If the CAO tells council that insufficient resources have been provided or exist to achieve the desired goal (whether the shortage is managers, staff, or finances), it is council’s responsibility to remedy the situation by choosing to authorize the hiring of additional staff/managers, make funds available, or revise the city’s vision and/or its timeline into one that is achievable.

It is not the role of council to do those jobs nor take up the slack, themselves – even if such contribution is well meant. Given the way our city’s managers and its finances were gutted under the previous administration, I confess to wondering if some instances of this are happening and are interfering with council’s ability to focus where they should be focussing.

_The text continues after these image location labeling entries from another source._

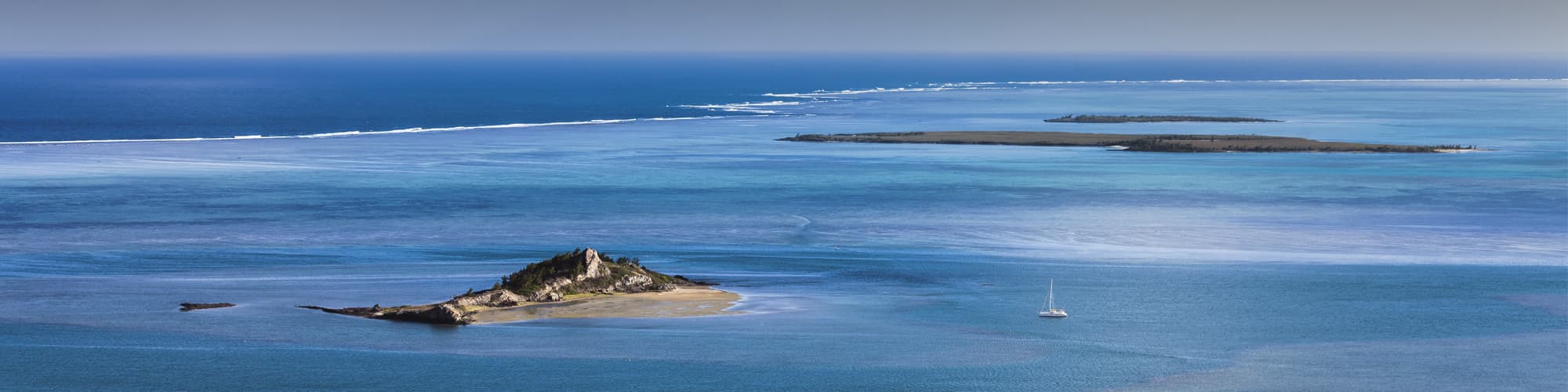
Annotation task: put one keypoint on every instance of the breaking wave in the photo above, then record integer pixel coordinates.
(365, 132)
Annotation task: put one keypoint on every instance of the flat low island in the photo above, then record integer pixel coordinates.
(1155, 143)
(1102, 120)
(578, 285)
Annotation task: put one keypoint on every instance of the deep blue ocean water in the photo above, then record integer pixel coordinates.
(863, 266)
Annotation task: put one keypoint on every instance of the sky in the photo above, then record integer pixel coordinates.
(1498, 27)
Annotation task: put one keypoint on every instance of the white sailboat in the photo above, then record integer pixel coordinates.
(1051, 305)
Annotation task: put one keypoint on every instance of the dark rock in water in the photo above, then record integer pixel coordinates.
(435, 314)
(441, 314)
(198, 307)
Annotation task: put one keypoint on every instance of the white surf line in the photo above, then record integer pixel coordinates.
(1009, 85)
(371, 132)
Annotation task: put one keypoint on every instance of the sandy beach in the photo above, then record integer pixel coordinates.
(675, 303)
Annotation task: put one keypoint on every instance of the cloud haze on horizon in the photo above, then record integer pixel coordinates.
(1523, 27)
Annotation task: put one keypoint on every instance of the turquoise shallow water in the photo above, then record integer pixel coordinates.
(863, 266)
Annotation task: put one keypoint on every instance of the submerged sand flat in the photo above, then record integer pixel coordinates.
(675, 303)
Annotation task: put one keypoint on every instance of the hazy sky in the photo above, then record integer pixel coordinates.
(1042, 26)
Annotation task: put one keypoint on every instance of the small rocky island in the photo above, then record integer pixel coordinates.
(1094, 118)
(200, 307)
(620, 288)
(1155, 143)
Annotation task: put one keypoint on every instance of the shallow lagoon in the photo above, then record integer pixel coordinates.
(863, 266)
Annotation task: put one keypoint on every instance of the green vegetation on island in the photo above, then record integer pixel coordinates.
(565, 277)
(1153, 143)
(1095, 118)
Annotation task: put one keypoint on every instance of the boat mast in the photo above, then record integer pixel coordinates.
(1051, 296)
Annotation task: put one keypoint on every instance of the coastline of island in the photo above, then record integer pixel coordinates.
(578, 285)
(1138, 143)
(1105, 120)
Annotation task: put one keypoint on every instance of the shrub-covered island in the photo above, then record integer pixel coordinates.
(1160, 143)
(1094, 118)
(581, 275)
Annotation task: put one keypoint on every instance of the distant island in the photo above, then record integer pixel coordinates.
(1094, 118)
(564, 288)
(1153, 143)
(200, 307)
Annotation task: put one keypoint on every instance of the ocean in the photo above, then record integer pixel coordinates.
(129, 186)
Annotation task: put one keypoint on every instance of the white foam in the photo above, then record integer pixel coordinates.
(361, 132)
(746, 107)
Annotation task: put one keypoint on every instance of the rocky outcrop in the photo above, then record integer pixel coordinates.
(587, 272)
(438, 314)
(488, 299)
(198, 307)
(548, 281)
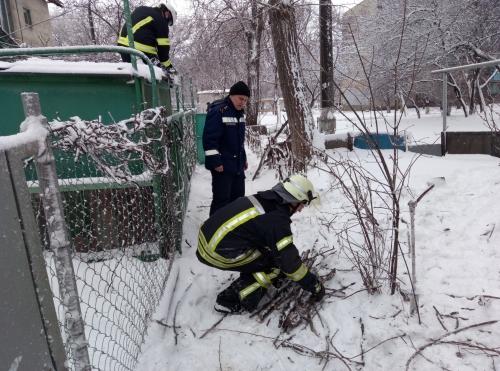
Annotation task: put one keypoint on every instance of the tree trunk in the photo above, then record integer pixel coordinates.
(300, 120)
(254, 37)
(327, 122)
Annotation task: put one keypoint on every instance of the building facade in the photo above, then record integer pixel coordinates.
(25, 23)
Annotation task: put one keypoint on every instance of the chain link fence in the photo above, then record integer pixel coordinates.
(124, 191)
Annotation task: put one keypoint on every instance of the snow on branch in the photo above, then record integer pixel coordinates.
(112, 147)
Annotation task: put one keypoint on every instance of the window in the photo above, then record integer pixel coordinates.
(27, 17)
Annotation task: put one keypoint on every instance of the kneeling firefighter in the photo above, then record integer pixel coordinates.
(252, 235)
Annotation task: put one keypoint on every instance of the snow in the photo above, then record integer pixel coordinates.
(458, 275)
(32, 130)
(43, 65)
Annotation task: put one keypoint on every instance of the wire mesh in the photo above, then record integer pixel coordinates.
(124, 189)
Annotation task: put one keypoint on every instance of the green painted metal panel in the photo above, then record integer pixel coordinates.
(64, 96)
(200, 124)
(108, 97)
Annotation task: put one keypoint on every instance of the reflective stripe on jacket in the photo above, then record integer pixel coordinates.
(150, 31)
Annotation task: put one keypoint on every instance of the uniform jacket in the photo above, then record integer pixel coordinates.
(150, 31)
(224, 138)
(249, 228)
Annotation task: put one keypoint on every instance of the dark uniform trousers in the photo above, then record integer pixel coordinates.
(231, 296)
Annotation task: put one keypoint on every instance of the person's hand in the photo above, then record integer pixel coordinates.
(319, 292)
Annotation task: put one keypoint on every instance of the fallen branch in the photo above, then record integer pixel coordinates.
(214, 326)
(438, 340)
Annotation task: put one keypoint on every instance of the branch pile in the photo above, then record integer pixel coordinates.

So remuneration for council boils down first to a question about the amount of time and energy council needs to spend – weekly, monthly, annually – to develop a compelling, satisfying, and realizable vision for our city. And also to monitor continuing, successful movement of our community along a path towards that vision. In terms purely of first priorities, the current, full-time position of the mayor and half-time positions of councillors seem adequate for this.

Remuneration for council boils down first to a question about the amount of time and energy council needs to develop a compelling, satisfying, and realizable vision for our city.

However, if taxpayers and/or the Community Charter require council members take on more than just their first priority, greater remuneration may well be justified. If council is expected also to spend time on secondary matters, more hours may be needed. More hours spent should come with higher salaries, not merely increases tied to the cost of living.

However, voters need to be mindful of the conflicts. Unless time, salaries, and individual capabilities accommodate all duties, the demands of meeting secondary responsibilities may reduce council’s effectiveness in carrying out their first priority, guiding our city’s future. It should be of huge importance to everyone that this not happen.

When the Council Remuneration Task Force begins its deliberations, these are factors for all sides to keep in mind. The goal of the Task Force should not simply be to justify salaries and benefits, but, more importantly, to ensure our city gets the best outcomes for the monies spent. The same deliberations also apply to voters.

This is not a matter we can afford to ignore and/or leave up to others to decide. It is very much in our own interest. Ultimately, it is always voters and the public who pay the price.